Utah Code Ann. § 17-5-213.
[3] The relevant text of this section provided as follows:
The board of county commissioners shall biennially, at a meeting held at least six months prior to the election of county officers, fix and determine the salaries of county officers, for whom maximum salaries are fixed, for the term next succeeding; provided that the salaries of such officers shall not be diminished or increased for the term for which they were elected and shall have qualified ....
Utah Code Ann. § 17-16-15 (repealed 1969 Utah Laws, ch. 41, § 2).
[4] Although the facts of this case have not been sufficiently developed to allow a judgment as to the applicability of other statutory provisions, we note there are specifically defined methods for sanctioning county officials who fail to perform their duties and for obtaining remedies for damages caused by their unlawful actions. See, e.g., Utah Code Ann. § 17-18-1(4)(c) (authorizing county attorney to "proceed against any officer and sureties under this subsection for any neglect of duty"); id. §§ 77-6-1 to -9 (judicial proceedings to remove officers not subject to impeachment); id. § 17-16-11 (requirements for official bonds).

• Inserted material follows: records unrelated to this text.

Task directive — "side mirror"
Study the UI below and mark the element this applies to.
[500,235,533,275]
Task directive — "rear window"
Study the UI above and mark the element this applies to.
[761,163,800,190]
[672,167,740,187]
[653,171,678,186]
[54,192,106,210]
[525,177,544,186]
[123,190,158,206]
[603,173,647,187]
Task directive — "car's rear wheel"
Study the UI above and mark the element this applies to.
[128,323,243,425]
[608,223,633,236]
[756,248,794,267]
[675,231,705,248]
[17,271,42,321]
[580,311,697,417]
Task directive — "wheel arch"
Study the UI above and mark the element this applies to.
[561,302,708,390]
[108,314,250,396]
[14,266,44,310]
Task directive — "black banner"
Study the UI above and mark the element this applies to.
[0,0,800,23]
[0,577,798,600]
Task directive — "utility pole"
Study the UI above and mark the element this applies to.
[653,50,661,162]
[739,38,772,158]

[5] Fibro Trust consequently defeats Green's contention that the term "willful" or "willfully" presumptively does not include a scienter requirement unless the legislature plainly indicates. Taken together, Larsen and Fibro Trust demonstrate that context is the critical factor when interpreting the term "willful" or "willfully" in a statute or rule.
[6] This does not mean that the legislature or other drafter of rules governing the conduct of public officials cannot choose to hold public officials to a higher standard. Rather, it means there is a clear public policy basis for justifiable hesitation in imposing severe personal sanctions for good faith misjudgments as to scope of authority. For instance, Worthen acknowledged that judges are expected to educate themselves sufficiently to avoid departures, willful or otherwise, from the proper exercise of their authority. See 926 P.2d at 870. Accordingly, some of the standards permitting sanctions for judicial misconduct do not include a requirement that the misconduct be willful. See id. (noting that "conduct prejudicial to the administration of justice which brings a judicial office into disrepute," does not require a showing of willful "bad faith"). However, merely negligent judicial misconduct is presumptively less egregious and therefore entails a lesser sanction. See id. In the instant case, by contrast, the statute draws no distinction in the severity of the sanction for willfully, fraudulently, or corruptly attempting an unauthorized act.
[7] We have often cited this same policy concern as the justification for granting governmental immunity to officials who are exercising discretionary functions. See, e.g., Nelson v. Salt Lake City, 919 P.2d 568, 574-76 (Utah 1996).
[8] Because our interpretation of the term "willfully" resolves the issue of the assessment of penalties and damages under section 17-5-207, we need not address the question of whether "damages" under that same section may include attorney fees.
[9] In her cross-appeal, Green asserts that the district court lacked a substantial evidentiary basis for reducing the award of attorney fees from approximately $15,700 to $10,000. In light of our decision that the district court improperly awarded attorney fees pursuant to section 17-5-207, Green's cross-appeal is rendered moot. Nor do we address Green's contention that there are alternate grounds for affirming the district court's award of attorney fees. While we may consider any alternate ground that was argued below for supporting the district court's decision, that alternate ground must be supported by an adequate record. The bare record in this case, consisting of stipulated facts, provides an inadequate basis for awarding attorney fees on any of the asserted alternate grounds.